J'ai essayé de me remémorer la voix de mon père, je n'y suis pas arrivée. Il est vrai que j'étais bien jeune lorsqu'il est parti, et que cela fait déjà bien longtemps (plus de quarante ans).
J'ai pensé alors à ma mère, je me suis dit : elle, je vais sûrement me souvenir de sa voix. Mais je me rends compte que sa voix, dix ans après, commence à faiblir, commence à s'évanouir. Cela me rend triste quelque part...

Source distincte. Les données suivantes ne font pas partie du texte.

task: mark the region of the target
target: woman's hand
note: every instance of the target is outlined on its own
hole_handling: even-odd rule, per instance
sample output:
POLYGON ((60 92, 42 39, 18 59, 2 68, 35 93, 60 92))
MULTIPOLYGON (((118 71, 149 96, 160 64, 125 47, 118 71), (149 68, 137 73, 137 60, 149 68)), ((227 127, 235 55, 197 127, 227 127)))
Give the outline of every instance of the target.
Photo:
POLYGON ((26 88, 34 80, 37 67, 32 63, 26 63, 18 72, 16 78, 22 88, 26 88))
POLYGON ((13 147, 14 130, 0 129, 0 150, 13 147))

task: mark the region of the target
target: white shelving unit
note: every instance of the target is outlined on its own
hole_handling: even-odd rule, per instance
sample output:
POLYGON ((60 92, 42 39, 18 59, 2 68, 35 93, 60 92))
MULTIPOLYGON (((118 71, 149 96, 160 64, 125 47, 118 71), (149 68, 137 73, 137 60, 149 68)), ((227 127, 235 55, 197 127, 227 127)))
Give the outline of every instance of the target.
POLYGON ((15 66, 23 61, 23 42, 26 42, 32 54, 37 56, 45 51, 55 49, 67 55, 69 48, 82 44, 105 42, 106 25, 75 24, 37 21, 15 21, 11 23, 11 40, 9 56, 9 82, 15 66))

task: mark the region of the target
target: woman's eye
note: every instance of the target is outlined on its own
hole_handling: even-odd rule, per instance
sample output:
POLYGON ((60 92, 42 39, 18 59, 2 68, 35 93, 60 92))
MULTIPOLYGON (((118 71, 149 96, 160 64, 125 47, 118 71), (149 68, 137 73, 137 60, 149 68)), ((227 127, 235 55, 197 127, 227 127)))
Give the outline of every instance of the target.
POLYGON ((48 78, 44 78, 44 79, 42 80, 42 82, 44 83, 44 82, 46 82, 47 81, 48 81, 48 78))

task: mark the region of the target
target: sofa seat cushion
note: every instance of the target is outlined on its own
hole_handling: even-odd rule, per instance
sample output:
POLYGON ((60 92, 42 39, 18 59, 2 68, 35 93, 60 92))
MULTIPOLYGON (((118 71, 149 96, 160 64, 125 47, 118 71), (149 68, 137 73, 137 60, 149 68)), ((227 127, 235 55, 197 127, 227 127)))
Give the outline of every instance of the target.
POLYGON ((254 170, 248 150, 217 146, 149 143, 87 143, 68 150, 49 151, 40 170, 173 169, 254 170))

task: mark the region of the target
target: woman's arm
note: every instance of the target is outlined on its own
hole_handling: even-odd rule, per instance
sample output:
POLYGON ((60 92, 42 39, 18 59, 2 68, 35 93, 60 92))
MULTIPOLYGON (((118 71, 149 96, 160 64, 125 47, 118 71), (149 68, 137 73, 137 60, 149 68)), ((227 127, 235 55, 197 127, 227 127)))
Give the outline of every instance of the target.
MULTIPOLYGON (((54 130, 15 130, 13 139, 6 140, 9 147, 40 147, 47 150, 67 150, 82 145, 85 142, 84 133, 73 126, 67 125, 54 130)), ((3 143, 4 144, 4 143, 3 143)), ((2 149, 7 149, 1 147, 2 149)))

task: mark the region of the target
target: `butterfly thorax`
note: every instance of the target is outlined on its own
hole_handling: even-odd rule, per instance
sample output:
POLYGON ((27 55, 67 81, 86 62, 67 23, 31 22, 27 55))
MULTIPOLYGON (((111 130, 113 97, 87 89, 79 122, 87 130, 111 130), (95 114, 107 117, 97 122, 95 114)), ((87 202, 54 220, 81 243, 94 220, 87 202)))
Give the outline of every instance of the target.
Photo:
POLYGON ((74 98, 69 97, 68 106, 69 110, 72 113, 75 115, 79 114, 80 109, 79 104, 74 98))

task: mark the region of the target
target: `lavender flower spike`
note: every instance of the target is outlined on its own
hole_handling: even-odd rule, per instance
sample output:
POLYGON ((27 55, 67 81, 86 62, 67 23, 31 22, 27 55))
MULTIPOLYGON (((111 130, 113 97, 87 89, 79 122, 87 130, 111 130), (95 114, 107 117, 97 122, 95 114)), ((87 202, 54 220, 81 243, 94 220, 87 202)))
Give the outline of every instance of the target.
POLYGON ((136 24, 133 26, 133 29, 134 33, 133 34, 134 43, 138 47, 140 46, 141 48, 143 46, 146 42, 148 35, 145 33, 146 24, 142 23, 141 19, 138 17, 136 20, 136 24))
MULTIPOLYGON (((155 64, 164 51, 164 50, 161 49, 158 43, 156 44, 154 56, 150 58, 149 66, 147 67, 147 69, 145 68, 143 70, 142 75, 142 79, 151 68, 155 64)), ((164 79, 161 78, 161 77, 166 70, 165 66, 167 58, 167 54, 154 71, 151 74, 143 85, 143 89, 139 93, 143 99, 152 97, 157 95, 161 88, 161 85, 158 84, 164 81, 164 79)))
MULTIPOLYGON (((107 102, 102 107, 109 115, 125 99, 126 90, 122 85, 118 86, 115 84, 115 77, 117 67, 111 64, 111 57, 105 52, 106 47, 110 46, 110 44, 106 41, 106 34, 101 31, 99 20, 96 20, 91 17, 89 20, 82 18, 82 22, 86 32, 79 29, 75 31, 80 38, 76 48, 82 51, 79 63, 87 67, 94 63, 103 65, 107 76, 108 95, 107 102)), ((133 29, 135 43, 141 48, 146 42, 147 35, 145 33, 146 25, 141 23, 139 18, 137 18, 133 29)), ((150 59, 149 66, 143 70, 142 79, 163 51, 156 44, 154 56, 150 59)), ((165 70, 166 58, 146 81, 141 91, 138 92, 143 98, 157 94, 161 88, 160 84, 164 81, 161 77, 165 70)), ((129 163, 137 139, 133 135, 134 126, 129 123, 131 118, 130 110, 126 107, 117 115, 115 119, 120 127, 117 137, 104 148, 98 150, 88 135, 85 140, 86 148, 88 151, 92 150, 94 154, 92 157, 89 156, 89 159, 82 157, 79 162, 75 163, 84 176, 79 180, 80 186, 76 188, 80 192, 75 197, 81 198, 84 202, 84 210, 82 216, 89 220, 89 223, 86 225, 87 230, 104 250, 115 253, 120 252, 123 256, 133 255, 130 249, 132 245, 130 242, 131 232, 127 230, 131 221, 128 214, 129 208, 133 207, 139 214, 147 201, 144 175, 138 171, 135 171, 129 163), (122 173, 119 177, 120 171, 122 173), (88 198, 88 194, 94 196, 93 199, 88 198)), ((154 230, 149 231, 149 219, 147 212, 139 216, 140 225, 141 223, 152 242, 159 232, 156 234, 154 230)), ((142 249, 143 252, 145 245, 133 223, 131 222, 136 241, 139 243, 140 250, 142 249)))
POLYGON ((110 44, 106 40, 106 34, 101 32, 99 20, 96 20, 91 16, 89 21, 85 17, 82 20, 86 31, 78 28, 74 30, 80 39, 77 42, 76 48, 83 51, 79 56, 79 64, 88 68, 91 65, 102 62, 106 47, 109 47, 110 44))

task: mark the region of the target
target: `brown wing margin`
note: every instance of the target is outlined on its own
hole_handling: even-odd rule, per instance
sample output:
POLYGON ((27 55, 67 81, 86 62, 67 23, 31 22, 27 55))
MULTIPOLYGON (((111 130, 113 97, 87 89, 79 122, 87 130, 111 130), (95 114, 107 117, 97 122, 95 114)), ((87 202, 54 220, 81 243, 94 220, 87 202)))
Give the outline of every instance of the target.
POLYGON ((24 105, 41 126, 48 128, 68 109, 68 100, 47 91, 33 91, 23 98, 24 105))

Alors je me dis : et mon frère, alors, et sa voix ? Et là, je suis heureuse, car j'entends sa voix, j'entends son "coucou, c'est Jean", lorsqu'il me téléphonait. C'est vrai qu'au téléphone, on est plus focalisé sur la voix. Mais j'ai peur de l'oublier sa voix, à lui aussi... Alors, régulièrement, je me la remémore, je me concentre et j'écoute ces mots "coucou c'est Jean", "bonjour, p'tite soeur", pour qu'elle s'imprègne bien, et qu'elle ne s'évanouisse pas elle aussi.
Pouvoir entendre la voix de l'autre juste en y pensant, avoir la voix en soi, comme si elle faisait partie de nous, c'est si agréable, parce qu'alors cette voix si connue et si chère nous accompagne de partout, elle est en nous.